This version of Sockeye contains codes to train a denoising autoencoder for sequences. It includes the following artificial noises for source side:
- Insertion of frequent tokens
- Deletion of tokens
- Permutation of tokens with a limited distance
If you use this code, please cite:
- Yunsu Kim, Jiahui Geng and Hermann Ney.
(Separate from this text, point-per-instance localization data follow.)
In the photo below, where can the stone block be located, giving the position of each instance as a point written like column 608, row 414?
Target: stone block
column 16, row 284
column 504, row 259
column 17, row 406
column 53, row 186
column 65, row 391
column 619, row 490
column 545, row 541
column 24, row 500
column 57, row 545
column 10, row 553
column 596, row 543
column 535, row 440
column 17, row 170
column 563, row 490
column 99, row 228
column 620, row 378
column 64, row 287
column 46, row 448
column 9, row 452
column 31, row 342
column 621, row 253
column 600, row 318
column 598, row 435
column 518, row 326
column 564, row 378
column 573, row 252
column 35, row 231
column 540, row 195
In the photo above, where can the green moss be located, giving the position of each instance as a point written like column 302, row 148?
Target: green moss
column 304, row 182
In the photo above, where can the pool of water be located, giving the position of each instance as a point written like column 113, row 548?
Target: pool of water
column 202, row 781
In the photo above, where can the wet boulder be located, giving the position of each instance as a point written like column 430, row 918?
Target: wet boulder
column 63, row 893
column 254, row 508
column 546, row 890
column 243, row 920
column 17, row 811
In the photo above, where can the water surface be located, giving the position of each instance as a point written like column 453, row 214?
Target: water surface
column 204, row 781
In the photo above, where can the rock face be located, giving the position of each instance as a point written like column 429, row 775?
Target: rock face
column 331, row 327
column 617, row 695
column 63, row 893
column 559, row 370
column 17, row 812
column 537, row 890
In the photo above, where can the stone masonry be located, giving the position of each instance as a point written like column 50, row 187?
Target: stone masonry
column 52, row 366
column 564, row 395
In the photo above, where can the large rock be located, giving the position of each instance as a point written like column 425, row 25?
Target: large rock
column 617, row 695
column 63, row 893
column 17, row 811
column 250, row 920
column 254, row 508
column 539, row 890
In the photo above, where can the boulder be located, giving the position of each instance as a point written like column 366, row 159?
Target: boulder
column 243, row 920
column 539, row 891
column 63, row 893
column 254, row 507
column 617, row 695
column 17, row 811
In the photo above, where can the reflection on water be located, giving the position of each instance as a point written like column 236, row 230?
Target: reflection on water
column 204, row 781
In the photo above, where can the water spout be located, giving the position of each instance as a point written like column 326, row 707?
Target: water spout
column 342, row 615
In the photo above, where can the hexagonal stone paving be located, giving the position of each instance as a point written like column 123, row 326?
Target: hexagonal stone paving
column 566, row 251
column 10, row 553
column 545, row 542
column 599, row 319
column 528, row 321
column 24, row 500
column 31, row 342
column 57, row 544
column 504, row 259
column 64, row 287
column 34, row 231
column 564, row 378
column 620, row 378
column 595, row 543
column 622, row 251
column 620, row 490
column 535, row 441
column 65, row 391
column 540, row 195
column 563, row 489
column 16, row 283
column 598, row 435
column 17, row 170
Improving Unsupervised Word-by-Word Translation Using Language Model and Denoising Autoencoder. EMNLP 2018.
- Felix Hieber, Tobias Domhan, Michael Denkowski, David Vilar, Artem Sokolov, Ann Clifton and Matt Post. Sockeye: A Toolkit for Neural Machine Translation. arXiv preprint.
If you are looking for the language model integration into cross-lingual word embedding, please go to wbw-lm.
> pip install -r requirements/requirements.txt
> pip install .
after cloning the repository from git.
If you want to run on a GPU you need to make sure your version of Apache MXNet Incubating contains the GPU bindings. Depending on your version of CUDA you can do this by running the following:
> pip install -r requirements/requirements.gpu-cu${CUDA_VERSION}.txt
> pip install .
where ${CUDA_VERSION}
can be 75
(7.5), 80
(8.0), 90
(9.0), or 91
(9.1).
To train a denoising autoencoder, turn on --source-noise-train
with detailed noise options (--source-noise-insertion
, --source-noise-insertion-vocab
, --source-noise-deletion
, --source-noise-permutation
). Please put the same training data for both source and target sides and also the same validation data for both sides. Optionally, you can also switch on --source-noise-validation
to evaluate your models on a noisy validation set during the training. Example:
> python -m sockeye.train -s {training_data} \
-t {training_data} \
-vs {validation_data} \
-vt {validation_data} \
--source-noise-train \
--source-noise-permutation 3 \
--source-noise-deletion 0.1 \
--source-noise-insertion 0.1 \
--source-noise-insertion-vocab 50 \
.... (other options)
Denoising with a trained model can be done with sockeye.translate
module in the same way as translating an input sentence. You can use all other modules provided by Sockeye on denoising autoencoder, e.g. sharding the training data (sockeye.prepare_data
) or model averaging (sockeye.average
). Please refer to the Sockeye documentation for details.